The histopathology of nodular hidradenoma is characterized by the presence of a well-circumscribed but not encapsulated tumor. It presents a typical biphasic cell pattern, with polyhedral cells with eosinophilic cytoplasm and large cells with abundant clear cytoplasm and a small nucleus. There is a variable proportion between cell types, but clear cells predominate in one-third of cases1,2, as seen in this case. Immunohistochemistry shows reactivity for p63, EMA, and cytokeratin AE1/AE25, also observed in this case.
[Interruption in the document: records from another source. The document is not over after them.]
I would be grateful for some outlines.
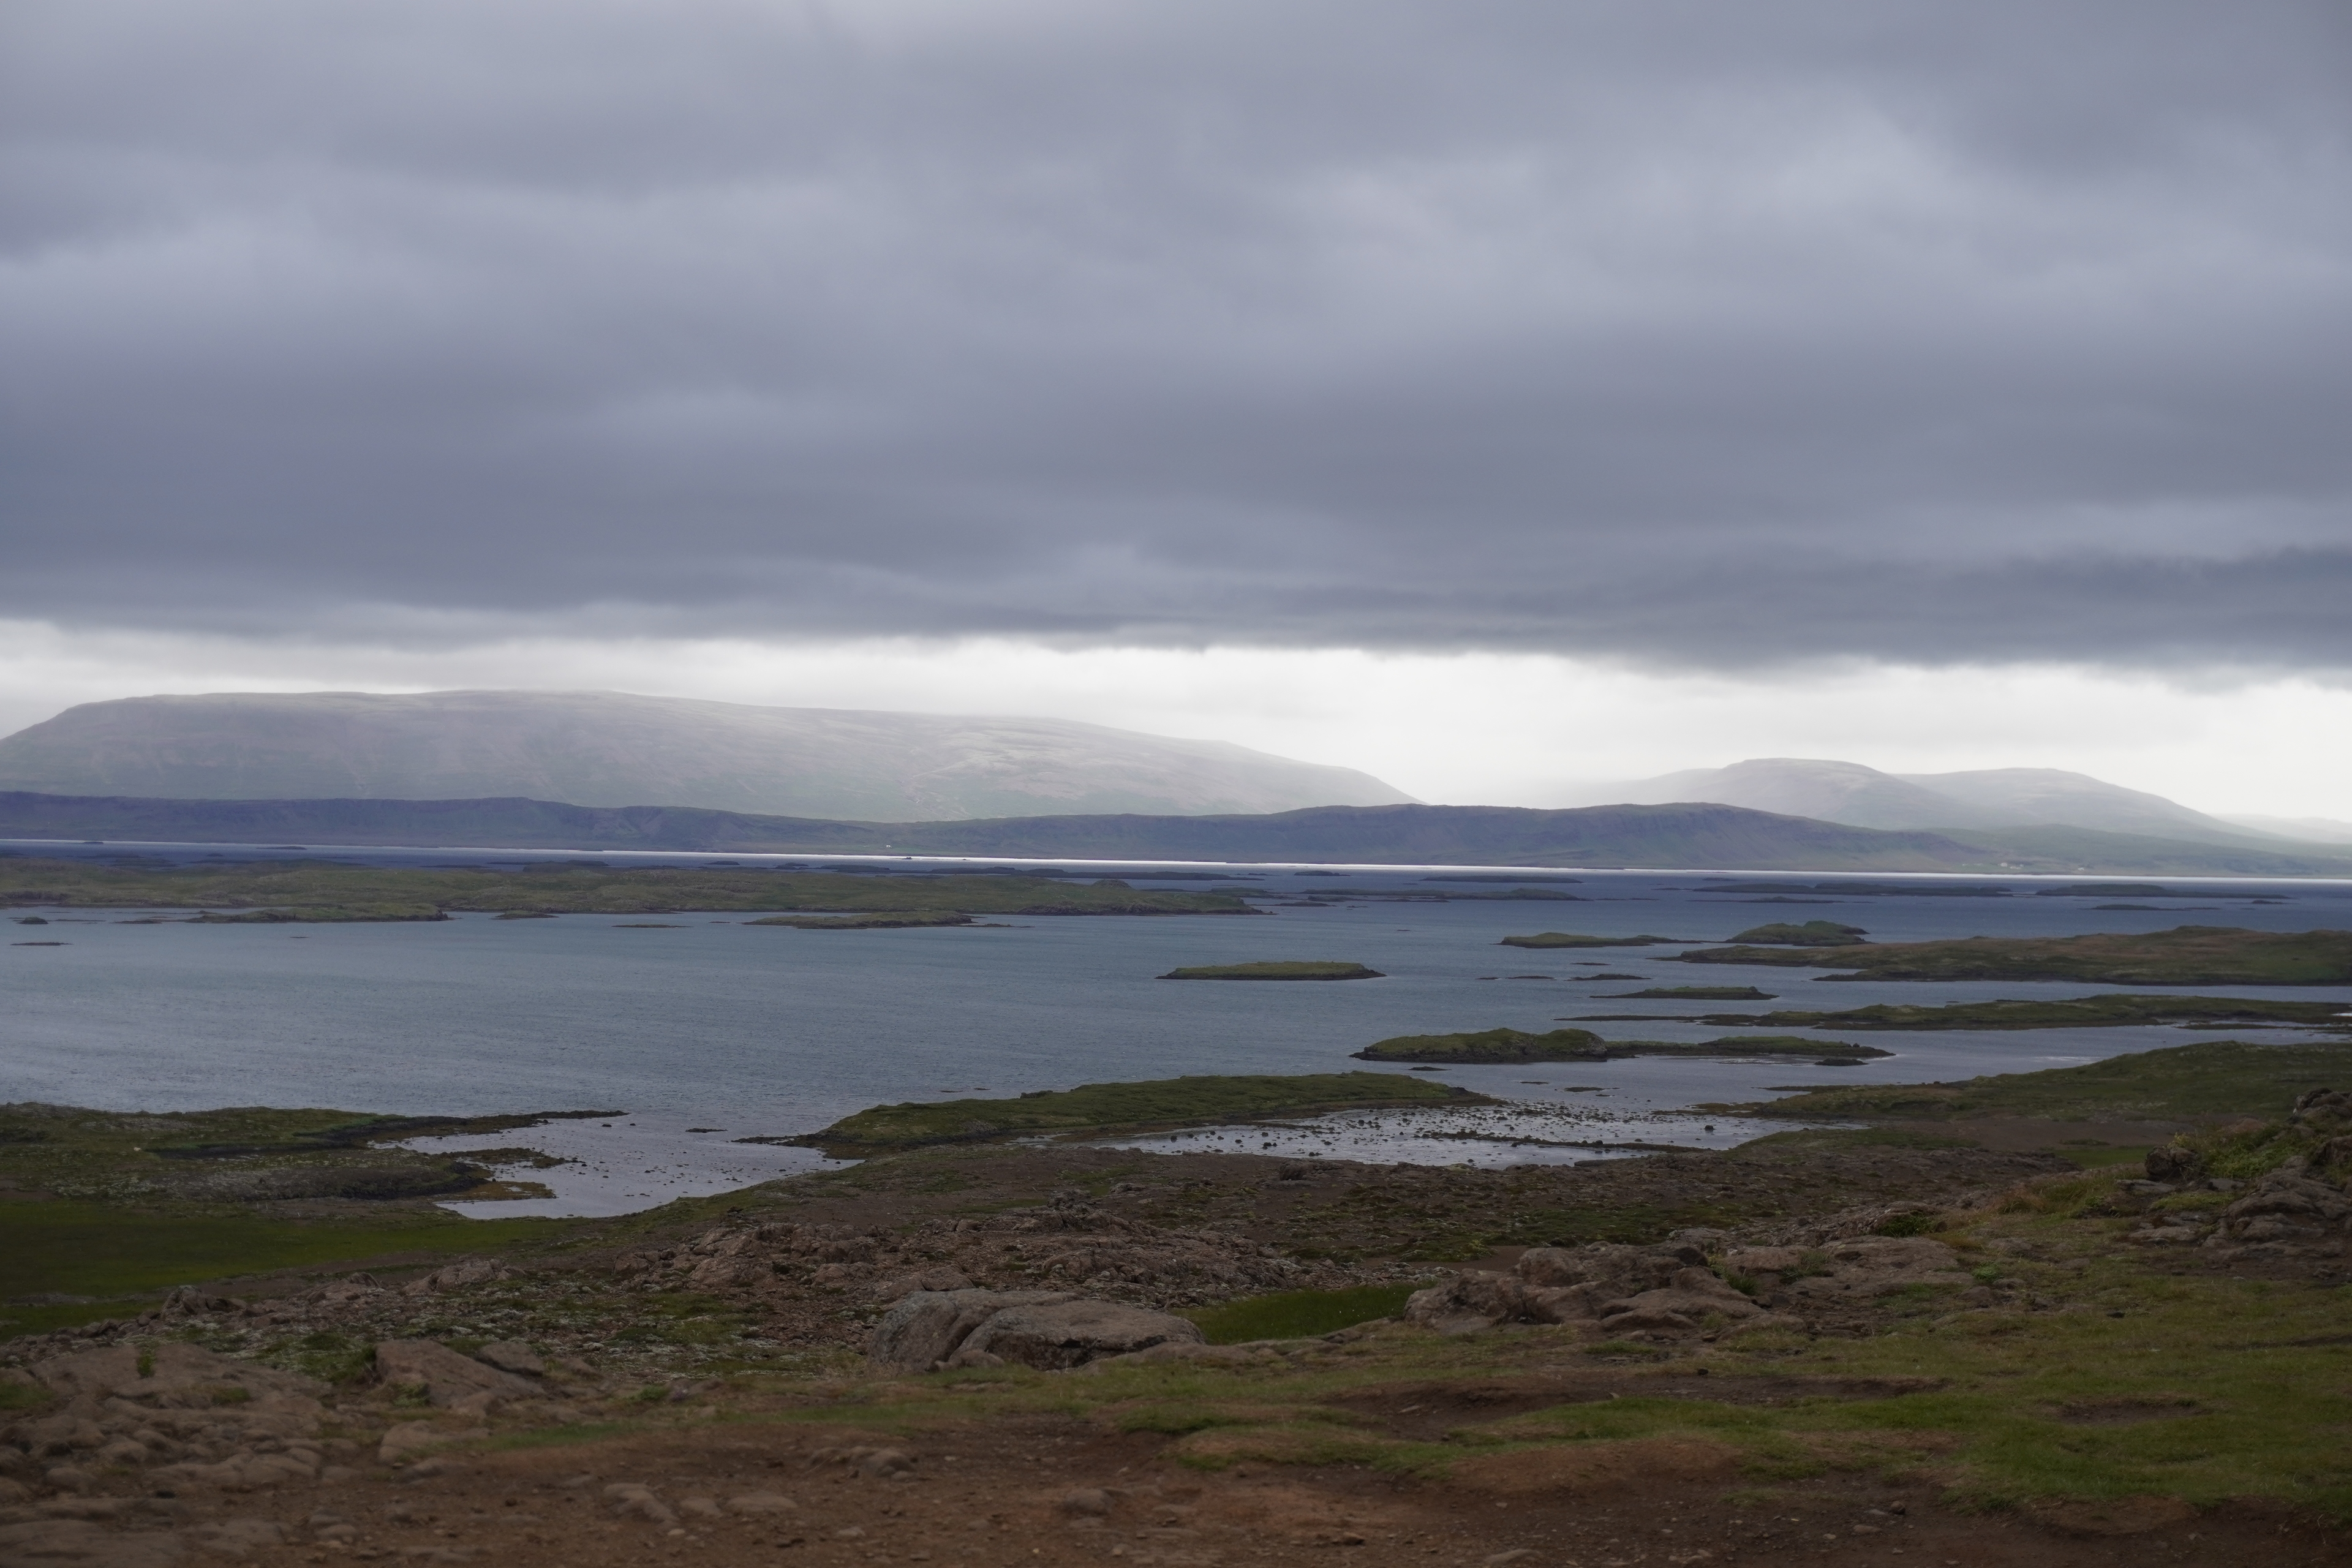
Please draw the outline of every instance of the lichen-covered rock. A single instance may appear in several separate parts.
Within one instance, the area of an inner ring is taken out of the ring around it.
[[[1594,1322],[1612,1303],[1665,1289],[1691,1269],[1706,1273],[1706,1254],[1687,1242],[1531,1247],[1508,1274],[1465,1270],[1414,1292],[1404,1316],[1441,1333],[1472,1333],[1507,1322]]]
[[[918,1290],[874,1325],[866,1354],[877,1367],[929,1372],[963,1348],[971,1331],[1007,1307],[1066,1301],[1053,1290]]]
[[[2336,1243],[2352,1220],[2352,1202],[2308,1173],[2302,1160],[2290,1160],[2248,1188],[2221,1211],[2209,1246],[2309,1247]]]
[[[1039,1301],[1006,1307],[972,1330],[960,1352],[1045,1371],[1084,1366],[1164,1344],[1197,1344],[1190,1321],[1122,1301]]]
[[[1687,1333],[1721,1322],[1761,1317],[1763,1312],[1763,1308],[1716,1278],[1711,1270],[1687,1268],[1675,1270],[1673,1279],[1655,1290],[1605,1303],[1601,1308],[1601,1326],[1612,1334],[1636,1330]]]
Classically, the differential diagnosis includes other adnexal tumors, being clinically indistinguishable1. Basal cell carcinoma (BCC) (ulcerated forms) as a differential diagnosis of hidradenoma nodular is rarely cited in the literature6.
Curative treatment consists of surgical excision, but the possibility of recurrence exists. Malignant transformation is rare1.
The present report registers an unusual presentation of a nodular hidradenoma, with hyperchromic, ulcerated, and exophytic manifestations, simulating a nodular BCC in the clinical aspect but mainly dermoscopically. We emphasize the importance of the correct approach to atypical lesions by the dermatologist, as well as the fundamental role of complementary exams (histopathology/immunohistochemistry) in the conclusive diagnosis of this case.